The Best Way to Cook a Steak Without a Grill
Ready thy cast-iron skillet.
By Heath Goldman for Food Network Kitchen
Cooking steak on a grill is one of the easiest ways to achieve a thick, crackling crust and juicy interior. Charcoal grills also impart a delightful smoky flavor. But what if you don't have access to a grill? Great news: It’s easy to achieve very similar results within your kitchen.
In short, the best way to cook a steak without a grill is to season it with a smoky rub, sear it in a cast-iron skillet and finish it in the oven. Whether you’re cooking a marbled prime ribeye, a lean London broil or something a little more middle of the road, we’re here to walk you through each and every step to achieving perfectly cooked steak.
First, thoroughly dry off your steak – yep, even if you’ve you soaked it in a marinade. Blotting it with some paper towels before you season it will create a deep-brown, flavorful crust. Doing so prevents the salt from melting and inhibits steam from forming when you place the steak in the pan. Moisture slows down the Maillard reactions, the process responsible for turning steak brown and crispy. So your goal is to eliminate as much moisture as possible from the steak’s surface.
After the steak is dry, brush it with some neutral oil (like canola oil or grapeseed oil) and generously season it with kosher salt and freshly ground black pepper. If you’d like to add a layer of smoky flavor, consider seasoning the steak with smoked salt instead of kosher salt, or rubbing on some smoked paprika.
Next, let the steak come to room temperature for about 30 minutes or so. While this step might seem unnecessary, it can mean the difference between a good steak and a great steak. That’s because if the steak comes straight from the fridge, it won’t cook evenly — the inside will stay raw even after the outside sears.
When you’re ready to start cooking, reach for your cast-iron skillet. You want a heavy-duty pan that can get scorching hot and distribute heat evenly, so put away your nonstick sauté pan, which won’t hold the heat as effectively.
Preheat the cast iron so it’s as hot as possible by either sticking it in a 400-degree F oven for 20 minutes or heating it over a high flame for about 10 minutes. Test that the pan is ready by adding a drop of water to it. The water should evaporate immediately.
Now place the steak in the pan. Note that you don’t add any oil to the pan — you’ve brushed the steak in oil, which will suffice. And any oil you added to the scorching pan would only smoke and burn. If the steak has a fat cap, sear that side first. Resist the urge to move the steak around in the pan as it cooks — the steak will brown better if it stays in place. Let the steak sear for a few minutes to develop a nice crust. You’ll know it’s time to flip when you can easily move the steak around in the skillet. If it sticks to the bottom, it’s not ready.

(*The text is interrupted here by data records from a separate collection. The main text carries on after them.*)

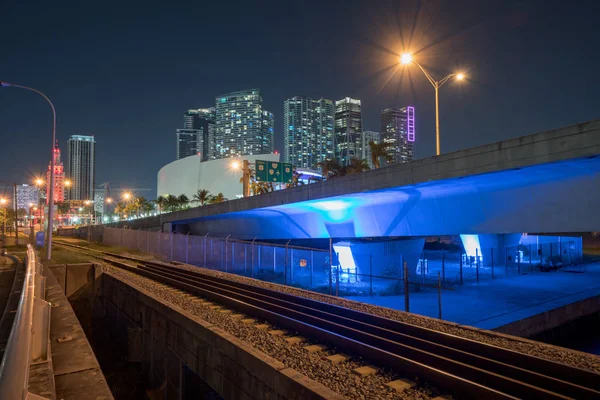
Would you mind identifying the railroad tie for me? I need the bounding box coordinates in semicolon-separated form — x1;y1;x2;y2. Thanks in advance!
284;336;306;345
230;314;245;319
268;330;287;337
241;318;257;325
352;365;378;377
219;309;232;315
385;379;416;393
303;344;326;353
326;354;349;364
255;324;270;330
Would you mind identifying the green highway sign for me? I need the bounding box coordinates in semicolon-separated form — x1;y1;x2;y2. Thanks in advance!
255;160;268;181
281;163;293;184
255;160;293;183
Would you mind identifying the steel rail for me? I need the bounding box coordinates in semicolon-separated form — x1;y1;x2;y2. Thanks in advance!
138;262;599;399
55;241;600;399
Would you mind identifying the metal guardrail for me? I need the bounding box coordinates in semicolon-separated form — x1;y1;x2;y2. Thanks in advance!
0;244;51;400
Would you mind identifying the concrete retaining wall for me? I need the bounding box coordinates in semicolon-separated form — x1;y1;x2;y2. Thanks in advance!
102;272;343;400
494;294;600;337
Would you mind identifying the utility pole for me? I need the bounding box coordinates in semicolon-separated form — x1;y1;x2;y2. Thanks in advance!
13;184;18;241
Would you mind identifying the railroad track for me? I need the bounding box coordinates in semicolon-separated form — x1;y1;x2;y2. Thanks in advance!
54;240;600;399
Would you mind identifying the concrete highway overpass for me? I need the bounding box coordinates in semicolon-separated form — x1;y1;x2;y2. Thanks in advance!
118;119;600;240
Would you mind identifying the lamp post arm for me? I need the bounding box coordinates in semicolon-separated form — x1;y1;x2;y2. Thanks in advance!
438;73;456;88
412;61;438;87
1;81;57;260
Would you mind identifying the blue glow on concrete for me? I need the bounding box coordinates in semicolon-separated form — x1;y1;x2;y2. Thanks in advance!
460;234;481;257
333;242;358;278
292;199;358;223
460;234;484;264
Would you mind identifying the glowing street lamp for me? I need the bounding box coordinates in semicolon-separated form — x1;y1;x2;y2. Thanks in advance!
231;160;250;197
400;53;466;156
122;192;132;201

Flip the steak and sear it for several more minutes to develop golden-brown color on the second side. (If the steak you’re cooking is thick, make sure to pick it up using tongs and sear the edges all the way around.)
After you flip the steak, add a big pat of butter on top. It will melt and baste the steak, helping to caramelize the crust.

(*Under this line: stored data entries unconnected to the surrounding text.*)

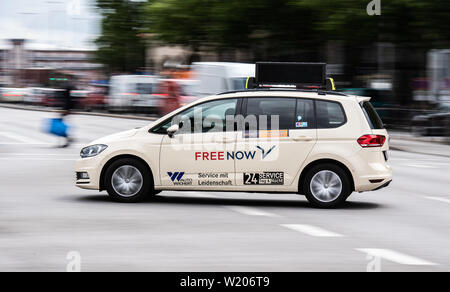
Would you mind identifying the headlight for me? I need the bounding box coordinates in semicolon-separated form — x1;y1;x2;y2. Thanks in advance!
80;144;108;158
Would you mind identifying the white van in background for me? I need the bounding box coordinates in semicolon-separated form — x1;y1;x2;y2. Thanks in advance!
191;62;255;98
0;88;30;103
108;75;160;112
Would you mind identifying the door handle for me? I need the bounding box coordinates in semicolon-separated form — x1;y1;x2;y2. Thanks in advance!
293;136;314;142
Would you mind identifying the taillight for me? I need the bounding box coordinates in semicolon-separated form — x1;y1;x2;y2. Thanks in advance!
357;135;386;148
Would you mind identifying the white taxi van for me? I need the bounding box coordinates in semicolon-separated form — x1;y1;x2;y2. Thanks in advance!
75;63;392;208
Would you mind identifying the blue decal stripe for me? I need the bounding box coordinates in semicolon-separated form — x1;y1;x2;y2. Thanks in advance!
168;172;185;182
176;172;185;181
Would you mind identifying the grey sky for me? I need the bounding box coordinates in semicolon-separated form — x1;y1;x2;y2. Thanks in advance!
0;0;101;50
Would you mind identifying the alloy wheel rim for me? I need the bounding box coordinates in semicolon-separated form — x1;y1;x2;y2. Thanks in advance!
310;170;343;203
111;165;143;197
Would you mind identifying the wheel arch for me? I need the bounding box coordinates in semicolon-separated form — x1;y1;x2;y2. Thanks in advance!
99;154;155;191
298;159;355;194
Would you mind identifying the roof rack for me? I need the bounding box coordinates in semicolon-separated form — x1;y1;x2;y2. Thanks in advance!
218;88;348;97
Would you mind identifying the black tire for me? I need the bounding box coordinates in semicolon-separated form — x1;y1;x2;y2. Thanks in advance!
104;158;153;203
302;163;352;208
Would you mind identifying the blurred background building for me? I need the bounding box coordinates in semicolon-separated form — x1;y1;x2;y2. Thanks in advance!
1;0;449;136
0;39;102;87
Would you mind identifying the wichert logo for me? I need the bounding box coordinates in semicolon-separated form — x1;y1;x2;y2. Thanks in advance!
168;172;185;182
257;146;276;160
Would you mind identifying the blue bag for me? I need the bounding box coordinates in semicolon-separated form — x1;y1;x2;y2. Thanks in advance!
45;118;69;137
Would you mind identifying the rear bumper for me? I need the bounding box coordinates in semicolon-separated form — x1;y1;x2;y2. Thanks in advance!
354;165;392;192
374;180;392;191
351;149;393;192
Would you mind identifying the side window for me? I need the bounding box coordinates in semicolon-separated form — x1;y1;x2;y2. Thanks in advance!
246;98;296;130
136;83;153;95
315;100;346;129
152;99;238;134
295;99;315;129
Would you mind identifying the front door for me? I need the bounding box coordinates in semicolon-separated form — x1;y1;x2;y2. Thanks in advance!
159;98;239;189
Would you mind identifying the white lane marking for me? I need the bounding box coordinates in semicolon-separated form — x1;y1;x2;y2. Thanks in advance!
406;164;435;169
425;196;450;204
0;132;46;144
281;224;343;237
187;193;280;217
0;153;77;156
227;206;280;217
0;157;76;161
356;249;437;266
188;192;219;198
0;143;85;147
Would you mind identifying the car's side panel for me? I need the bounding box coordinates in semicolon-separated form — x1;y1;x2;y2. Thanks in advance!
76;90;392;196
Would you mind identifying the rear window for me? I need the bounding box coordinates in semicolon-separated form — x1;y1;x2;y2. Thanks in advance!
361;101;384;129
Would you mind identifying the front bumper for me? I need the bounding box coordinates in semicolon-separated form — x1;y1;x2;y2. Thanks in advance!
74;156;103;190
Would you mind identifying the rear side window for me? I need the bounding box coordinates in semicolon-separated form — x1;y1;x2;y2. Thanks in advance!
361;101;384;129
316;100;346;128
295;99;315;129
246;97;296;129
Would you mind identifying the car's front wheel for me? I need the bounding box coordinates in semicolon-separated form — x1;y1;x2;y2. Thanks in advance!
303;164;352;208
104;158;152;203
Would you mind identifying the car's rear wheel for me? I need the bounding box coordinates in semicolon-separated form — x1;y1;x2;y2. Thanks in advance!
105;158;152;202
303;164;352;208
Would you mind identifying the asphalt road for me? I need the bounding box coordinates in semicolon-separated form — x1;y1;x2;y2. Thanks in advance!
0;107;449;272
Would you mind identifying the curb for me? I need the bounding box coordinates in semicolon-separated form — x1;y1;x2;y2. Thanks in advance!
0;103;158;121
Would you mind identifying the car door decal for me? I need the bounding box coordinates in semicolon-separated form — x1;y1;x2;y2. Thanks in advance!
257;146;276;160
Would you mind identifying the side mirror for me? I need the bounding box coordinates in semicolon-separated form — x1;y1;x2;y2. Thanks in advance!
167;124;179;138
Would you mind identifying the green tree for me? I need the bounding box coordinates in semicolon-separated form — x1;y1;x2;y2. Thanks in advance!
146;0;322;59
146;0;450;56
294;0;450;47
95;0;147;73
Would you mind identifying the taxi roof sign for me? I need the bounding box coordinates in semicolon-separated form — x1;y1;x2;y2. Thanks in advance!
253;62;327;88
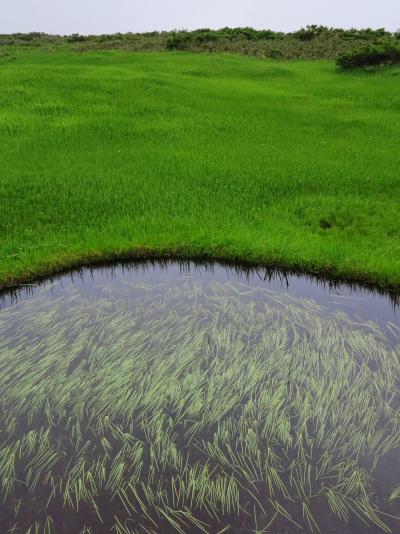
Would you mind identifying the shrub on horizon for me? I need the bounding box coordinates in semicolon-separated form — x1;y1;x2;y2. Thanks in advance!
337;41;400;69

Transfer the steak to a 450-degree F oven for 3 to 10 minutes, until an instant-read thermometer inserted into the thickest part of the steak reaches the desired numbers.
- For medium-rare, cook the steak to 130 to 135 degrees F.
- For medium, cook to 135 to 140 degrees F.
- For medium-well, cook to 140 to 150 degrees F.
Keep in mind that the steaks will continue to cook and rise several degrees in temperature when they’re off the heat.
Finally, let the steak rest for about 5 minutes. You can loosely cover it with foil so it remains warm while the juices redistribute evenly. If you don’t give the steak a rest, all of its flavorful juices will run out onto the cutting board when you slice it.